22. A method for the cosmetic treatment of skin, wherein the method comprises (a) topically applying to skin a composition which comprises an active complex of panthenol, glycerol and citrate, a mass ratio of panthenol to citrate anion being from 25:1 to 5:1, the composition having a pH value of from 4.6 to 5.4 and an SCTE (Stratum Corneum Tryptic Enzyme) value of from 120 to 170; (b) cleansing the skin with a preparation which comprises as surfactants from 5% to 15% by weight of at least one of lauryl ether sulfate and myreth ether sulfate, from 2% to 8% by weight of cocoamidopropylbetaine and from 1% to 5% by weight of one or more cosurfactants.

23. The method of claim 22, wherein a mass ratio of panthenol to glycerol in the composition is from 1:1 to 1:4.

24. The method of claim 22, wherein a mass ratio of citrate anion to glycerol in the composition is from 60:1 to 10:1.
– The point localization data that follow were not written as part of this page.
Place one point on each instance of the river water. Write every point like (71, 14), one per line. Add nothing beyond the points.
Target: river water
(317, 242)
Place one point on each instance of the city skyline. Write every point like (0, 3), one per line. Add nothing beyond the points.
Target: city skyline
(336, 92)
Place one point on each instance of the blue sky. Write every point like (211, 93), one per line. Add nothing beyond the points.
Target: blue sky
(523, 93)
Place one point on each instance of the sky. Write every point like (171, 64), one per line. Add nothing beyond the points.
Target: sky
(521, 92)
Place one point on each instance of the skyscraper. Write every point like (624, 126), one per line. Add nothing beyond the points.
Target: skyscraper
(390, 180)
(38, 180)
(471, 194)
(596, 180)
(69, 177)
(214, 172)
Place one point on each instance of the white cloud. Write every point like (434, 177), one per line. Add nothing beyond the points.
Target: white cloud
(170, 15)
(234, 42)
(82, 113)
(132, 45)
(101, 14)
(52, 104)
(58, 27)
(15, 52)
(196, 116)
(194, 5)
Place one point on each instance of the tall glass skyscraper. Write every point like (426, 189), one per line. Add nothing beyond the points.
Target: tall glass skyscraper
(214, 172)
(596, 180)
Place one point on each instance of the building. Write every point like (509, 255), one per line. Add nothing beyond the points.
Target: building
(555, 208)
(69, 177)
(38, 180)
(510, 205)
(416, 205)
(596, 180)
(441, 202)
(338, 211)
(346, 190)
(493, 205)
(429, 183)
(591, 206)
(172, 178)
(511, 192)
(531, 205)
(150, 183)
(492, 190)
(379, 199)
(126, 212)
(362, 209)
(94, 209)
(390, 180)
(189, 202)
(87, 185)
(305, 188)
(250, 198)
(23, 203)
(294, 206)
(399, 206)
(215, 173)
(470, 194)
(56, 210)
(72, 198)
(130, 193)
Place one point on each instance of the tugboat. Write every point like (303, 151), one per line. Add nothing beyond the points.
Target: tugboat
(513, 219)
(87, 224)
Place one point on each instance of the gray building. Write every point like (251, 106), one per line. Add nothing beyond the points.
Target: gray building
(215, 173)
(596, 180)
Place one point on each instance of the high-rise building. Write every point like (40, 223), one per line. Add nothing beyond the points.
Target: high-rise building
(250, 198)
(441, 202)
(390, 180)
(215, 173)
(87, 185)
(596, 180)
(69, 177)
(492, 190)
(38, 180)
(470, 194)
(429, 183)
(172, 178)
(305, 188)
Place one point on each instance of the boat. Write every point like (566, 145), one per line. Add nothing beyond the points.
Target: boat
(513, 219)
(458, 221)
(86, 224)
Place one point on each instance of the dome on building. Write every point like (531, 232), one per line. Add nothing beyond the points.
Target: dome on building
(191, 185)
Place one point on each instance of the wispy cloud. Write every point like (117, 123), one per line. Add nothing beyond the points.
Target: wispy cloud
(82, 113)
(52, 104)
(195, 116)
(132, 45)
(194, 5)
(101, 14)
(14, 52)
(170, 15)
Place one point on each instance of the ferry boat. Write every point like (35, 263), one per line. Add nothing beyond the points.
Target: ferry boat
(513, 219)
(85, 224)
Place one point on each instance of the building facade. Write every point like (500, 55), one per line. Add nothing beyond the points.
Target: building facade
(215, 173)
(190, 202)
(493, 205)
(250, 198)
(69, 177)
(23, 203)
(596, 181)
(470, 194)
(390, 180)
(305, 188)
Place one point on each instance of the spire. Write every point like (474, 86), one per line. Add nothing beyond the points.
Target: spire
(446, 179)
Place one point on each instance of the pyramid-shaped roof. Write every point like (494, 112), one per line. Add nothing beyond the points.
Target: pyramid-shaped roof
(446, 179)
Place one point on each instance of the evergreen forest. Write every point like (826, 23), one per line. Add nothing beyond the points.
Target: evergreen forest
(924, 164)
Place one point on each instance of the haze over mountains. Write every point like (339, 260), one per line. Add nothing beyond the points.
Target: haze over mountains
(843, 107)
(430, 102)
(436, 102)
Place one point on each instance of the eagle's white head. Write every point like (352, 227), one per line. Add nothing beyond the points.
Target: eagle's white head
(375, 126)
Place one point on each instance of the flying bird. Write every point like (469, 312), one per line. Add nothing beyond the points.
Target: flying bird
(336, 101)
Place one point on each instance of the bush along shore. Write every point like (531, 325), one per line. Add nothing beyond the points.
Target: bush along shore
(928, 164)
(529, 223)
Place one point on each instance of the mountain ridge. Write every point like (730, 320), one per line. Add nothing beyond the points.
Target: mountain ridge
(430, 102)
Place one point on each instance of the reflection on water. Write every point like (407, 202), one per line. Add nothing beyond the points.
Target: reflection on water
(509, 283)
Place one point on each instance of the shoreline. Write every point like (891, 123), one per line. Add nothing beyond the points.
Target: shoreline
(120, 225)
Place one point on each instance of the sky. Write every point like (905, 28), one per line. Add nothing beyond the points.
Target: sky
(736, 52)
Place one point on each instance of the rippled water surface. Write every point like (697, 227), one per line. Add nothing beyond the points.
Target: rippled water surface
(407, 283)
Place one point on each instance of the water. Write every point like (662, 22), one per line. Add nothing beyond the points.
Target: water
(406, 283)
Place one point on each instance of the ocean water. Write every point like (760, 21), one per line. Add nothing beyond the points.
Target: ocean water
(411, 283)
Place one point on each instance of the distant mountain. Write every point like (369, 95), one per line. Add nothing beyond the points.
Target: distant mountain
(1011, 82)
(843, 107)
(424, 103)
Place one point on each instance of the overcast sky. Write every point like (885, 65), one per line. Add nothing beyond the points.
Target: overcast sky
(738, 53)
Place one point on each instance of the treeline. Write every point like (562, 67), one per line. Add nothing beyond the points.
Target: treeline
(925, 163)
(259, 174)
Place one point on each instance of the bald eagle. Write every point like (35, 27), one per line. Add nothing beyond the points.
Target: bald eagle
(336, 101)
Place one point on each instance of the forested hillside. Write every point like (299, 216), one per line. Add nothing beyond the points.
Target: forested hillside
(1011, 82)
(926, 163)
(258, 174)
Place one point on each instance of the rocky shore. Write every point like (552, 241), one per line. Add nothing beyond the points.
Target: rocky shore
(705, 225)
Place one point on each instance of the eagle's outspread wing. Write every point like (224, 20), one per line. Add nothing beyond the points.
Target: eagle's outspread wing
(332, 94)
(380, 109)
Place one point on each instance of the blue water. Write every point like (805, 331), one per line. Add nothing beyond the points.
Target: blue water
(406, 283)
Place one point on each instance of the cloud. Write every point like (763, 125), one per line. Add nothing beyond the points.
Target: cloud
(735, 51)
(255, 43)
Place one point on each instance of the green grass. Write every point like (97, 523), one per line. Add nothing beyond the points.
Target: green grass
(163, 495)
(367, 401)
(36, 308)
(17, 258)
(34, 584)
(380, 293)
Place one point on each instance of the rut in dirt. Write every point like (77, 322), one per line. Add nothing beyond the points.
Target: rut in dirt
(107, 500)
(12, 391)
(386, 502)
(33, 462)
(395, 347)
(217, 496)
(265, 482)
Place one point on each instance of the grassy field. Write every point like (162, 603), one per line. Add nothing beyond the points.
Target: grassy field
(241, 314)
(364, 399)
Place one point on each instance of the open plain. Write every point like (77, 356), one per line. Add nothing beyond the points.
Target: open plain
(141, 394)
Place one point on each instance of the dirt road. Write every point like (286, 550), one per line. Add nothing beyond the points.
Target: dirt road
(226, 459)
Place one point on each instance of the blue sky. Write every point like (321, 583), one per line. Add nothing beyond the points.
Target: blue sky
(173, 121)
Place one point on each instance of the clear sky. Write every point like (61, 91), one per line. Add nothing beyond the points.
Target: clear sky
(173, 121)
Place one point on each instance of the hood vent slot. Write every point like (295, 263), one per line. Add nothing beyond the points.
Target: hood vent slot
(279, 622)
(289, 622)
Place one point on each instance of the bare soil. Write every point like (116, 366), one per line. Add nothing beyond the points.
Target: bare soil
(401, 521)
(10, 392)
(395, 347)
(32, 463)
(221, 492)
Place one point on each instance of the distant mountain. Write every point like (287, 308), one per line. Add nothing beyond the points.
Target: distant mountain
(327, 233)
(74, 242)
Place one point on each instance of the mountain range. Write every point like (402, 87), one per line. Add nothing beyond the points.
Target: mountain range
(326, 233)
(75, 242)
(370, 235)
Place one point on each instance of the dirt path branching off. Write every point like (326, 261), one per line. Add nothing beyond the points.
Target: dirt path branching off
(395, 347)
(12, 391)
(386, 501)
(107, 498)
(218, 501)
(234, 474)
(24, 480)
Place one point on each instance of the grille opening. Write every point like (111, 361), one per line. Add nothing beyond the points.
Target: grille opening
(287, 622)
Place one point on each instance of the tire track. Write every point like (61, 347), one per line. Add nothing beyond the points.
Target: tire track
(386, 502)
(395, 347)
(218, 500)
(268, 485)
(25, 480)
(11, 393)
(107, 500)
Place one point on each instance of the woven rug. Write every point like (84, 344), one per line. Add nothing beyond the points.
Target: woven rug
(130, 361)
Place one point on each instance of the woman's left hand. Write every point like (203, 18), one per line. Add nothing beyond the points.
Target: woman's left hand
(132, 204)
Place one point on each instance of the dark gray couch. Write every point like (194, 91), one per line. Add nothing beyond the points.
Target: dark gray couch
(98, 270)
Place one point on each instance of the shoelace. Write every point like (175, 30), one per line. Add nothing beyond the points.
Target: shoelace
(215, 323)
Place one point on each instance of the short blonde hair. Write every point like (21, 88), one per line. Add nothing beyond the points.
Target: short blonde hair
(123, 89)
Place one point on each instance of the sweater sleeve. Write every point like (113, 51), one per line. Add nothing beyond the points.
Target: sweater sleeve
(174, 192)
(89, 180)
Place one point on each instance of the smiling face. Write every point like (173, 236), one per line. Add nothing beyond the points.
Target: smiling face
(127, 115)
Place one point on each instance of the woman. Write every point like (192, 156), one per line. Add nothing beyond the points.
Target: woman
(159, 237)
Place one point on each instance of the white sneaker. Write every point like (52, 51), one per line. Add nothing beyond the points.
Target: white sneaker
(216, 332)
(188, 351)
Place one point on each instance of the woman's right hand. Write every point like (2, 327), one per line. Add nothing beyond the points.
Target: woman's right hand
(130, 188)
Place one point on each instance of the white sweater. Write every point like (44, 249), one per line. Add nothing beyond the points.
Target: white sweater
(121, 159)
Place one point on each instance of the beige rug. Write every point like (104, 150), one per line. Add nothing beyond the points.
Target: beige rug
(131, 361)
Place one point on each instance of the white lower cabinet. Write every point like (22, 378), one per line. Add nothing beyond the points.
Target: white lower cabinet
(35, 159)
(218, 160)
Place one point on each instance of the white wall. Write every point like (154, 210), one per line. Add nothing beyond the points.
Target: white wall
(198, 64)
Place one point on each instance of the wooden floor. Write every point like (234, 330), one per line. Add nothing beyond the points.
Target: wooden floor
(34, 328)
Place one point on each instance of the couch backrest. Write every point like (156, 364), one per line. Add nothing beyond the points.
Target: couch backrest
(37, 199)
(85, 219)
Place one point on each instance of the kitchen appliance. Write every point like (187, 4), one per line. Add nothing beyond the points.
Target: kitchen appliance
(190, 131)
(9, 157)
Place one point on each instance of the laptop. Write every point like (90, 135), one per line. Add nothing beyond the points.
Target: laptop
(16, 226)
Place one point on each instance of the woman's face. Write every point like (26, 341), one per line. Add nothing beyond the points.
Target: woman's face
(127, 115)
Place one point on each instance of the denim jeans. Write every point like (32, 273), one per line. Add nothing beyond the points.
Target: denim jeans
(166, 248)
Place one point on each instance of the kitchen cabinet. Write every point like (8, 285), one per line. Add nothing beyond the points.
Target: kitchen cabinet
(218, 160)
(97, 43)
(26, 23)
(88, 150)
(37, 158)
25. The method of claim 23, wherein a mass ratio of citrate anion to glycerol in the composition is from 60:1 to 10:1.

26. The method of claim 22, wherein the composition further comprises at least one of a UVA filter substance and a UVB filter substance.

27. The method of claim 26, wherein the composition comprises from 0.5% to 10% by weight of the at least one of a UVA filter substance and a UVB filter substance.